One of the most daunting challenges facing any new author today is coming to terms with what is involved in getting their book into the hands of readers. This is because, despite all that has been said about the challenges associated with writing books and self-publishing, there remains a vast gray area about the role of marketing, how to market, who to market to, and how much time to spend marketing. As if these issues aren’t complex enough, the rules of the game keep changing! The reality is that writing a book is only the first step, and often turns out to be the easiest part of the process.
While there is no question that being an “entrepreneur” is not for everyone, developing an entrepreneurial mindset can be invaluable when it comes to the business of being an author.

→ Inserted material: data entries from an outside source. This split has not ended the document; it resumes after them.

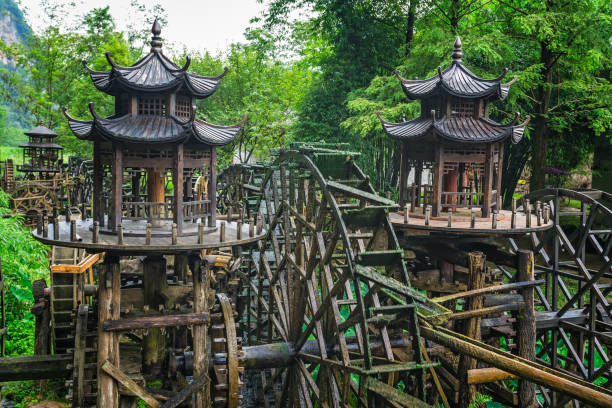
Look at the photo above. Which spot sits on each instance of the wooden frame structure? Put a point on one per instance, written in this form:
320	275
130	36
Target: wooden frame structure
454	138
152	142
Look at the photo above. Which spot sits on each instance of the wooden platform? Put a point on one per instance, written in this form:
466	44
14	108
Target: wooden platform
461	223
137	244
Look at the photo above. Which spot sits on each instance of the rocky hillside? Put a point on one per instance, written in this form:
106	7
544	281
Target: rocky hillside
13	27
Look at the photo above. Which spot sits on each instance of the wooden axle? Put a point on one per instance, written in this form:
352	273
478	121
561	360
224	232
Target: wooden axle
525	369
174	320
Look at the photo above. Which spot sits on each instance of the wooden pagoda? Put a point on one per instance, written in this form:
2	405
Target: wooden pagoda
42	158
153	147
454	137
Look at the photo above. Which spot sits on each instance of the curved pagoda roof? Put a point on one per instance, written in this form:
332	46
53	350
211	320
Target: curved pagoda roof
41	131
458	81
153	73
456	128
152	129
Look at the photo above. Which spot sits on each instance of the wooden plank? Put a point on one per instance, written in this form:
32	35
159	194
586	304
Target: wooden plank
182	395
392	394
81	267
127	382
486	375
186	319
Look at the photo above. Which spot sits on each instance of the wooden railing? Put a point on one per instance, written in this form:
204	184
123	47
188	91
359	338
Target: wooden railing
192	210
146	210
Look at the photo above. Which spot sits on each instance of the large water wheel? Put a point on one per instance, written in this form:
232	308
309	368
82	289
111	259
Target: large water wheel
320	283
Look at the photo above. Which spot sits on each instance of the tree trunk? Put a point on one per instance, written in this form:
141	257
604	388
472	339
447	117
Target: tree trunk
540	134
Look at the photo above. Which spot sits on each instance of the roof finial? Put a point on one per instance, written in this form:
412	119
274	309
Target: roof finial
156	39
457	52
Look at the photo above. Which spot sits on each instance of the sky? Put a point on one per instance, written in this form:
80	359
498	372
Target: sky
199	24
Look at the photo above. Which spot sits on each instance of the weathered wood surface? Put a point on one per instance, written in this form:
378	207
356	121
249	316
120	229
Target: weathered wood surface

To better understand what this means, consider the following 8 traits of an entrepreneurial author.
Able to Bridge the Gap between Art and Business
The entrepreneurial author understands that, regardless of how their book is published, if they want to achieve success they must embrace the opportunity to control their own destiny as the driving force behind promoting their brand identity and marketing their book(s).
Clear About What They Want to Achieve as an Author
The entrepreneurial author is clear about their intention and willing to think long-term. Whether it’s to build a career around their writing, or to share with the world a single important story; they know that all strategies, from branding to targeting an audience, to crafting a plan to market and sell their book(s), must support this intention.

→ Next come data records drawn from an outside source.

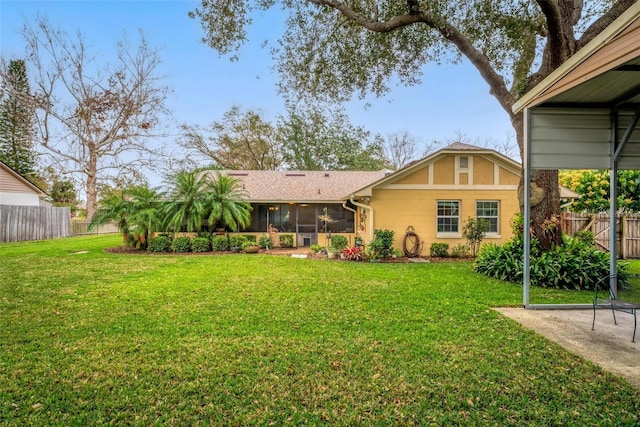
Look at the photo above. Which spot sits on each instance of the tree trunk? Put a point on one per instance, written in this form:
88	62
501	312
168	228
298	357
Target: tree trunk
544	197
91	187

Recognizes the Importance of a Marketing Plan
The entrepreneurial author uses their marketing plan as a step-by-step guide to remain focused on key objectives. They understand the plan does not have to be elaborate, nor does it have to be set in stone, but it does need to be well thought out and intentional when it comes to critical elements, such as identifying a target audience. After all, it won’t matter what you say, if you aren’t saying it to the right people.
Actively Manage their Brand
Contrary to popular belief, branding is not about business cards or logos. Your brand is how people perceive you. Entrepreneurial authors choose the stories they communicate about themselves as an author – and this includes everything from impressions of their book(s), to what they say in social networks and the images they post online, to how they respond to email.
Please understand, whether or not you buy into the need for managing your brand identity, people form opinions based on what they see and read, so… for better or worse, you already have a brand.
Strategic about Platform Building
Many authors quickly start back-peddling when the topic of building a platform comes up because they can’t imagine how to add even one more task to an already overloaded schedule. Others, determined to build a platform based on amassing large numbers of followers, set about busily sending out one tweet or post after another.
The true entrepreneurial author understands the importance of having a ready audience before they publish, and that building a meaningful platform is how to make that happen; but it’s also about learning how to best communicate the value of their book(s), and developing trusting relationships with those who care about what they have to say. These followers become a community of influencers, willing to share their trust in the author’s ability with people in their sphere of influence, creating a powerful marketing machine that functions 24/7.
Entrepreneurial authors learn to multiply their efforts by creating marketing partnerships to benefit from the strength and resources that each participant brings to the relationship. Marketing partnerships for authors include such things as joint venture partnerships, incentives, author interviews, advertising, book reviews and book tours. The key to leveraging these activities into partnerships is developing relationships that are mutually beneficial and ongoing.
Much as I hate to resort to a cliché, to keep growing as an author requires that you regularly challenge the boundaries of your comfort zone. The entrepreneurial author makes time to read because they understand this helps them grow as an author, and is continually working to improve writing and business skills.
Last, but certainly not least, the entrepreneurial author understands that all the planning in the world is worthless without action. They are adaptable and willing to try new things, including the occasional calculated risk, and they take time to celebrate even small victories.
No question, there is a lot of hard work and sacrifice required to achieve success as a published author, which is exactly why so many writers become overwhelmed and give up before they ever really get started. But here’s the key to achieving more than you ever dreamed possible. When you become clear about what you desire to achieve as an author, and focus your energies on the things that you can control, your odds of succeeding will drastically improve.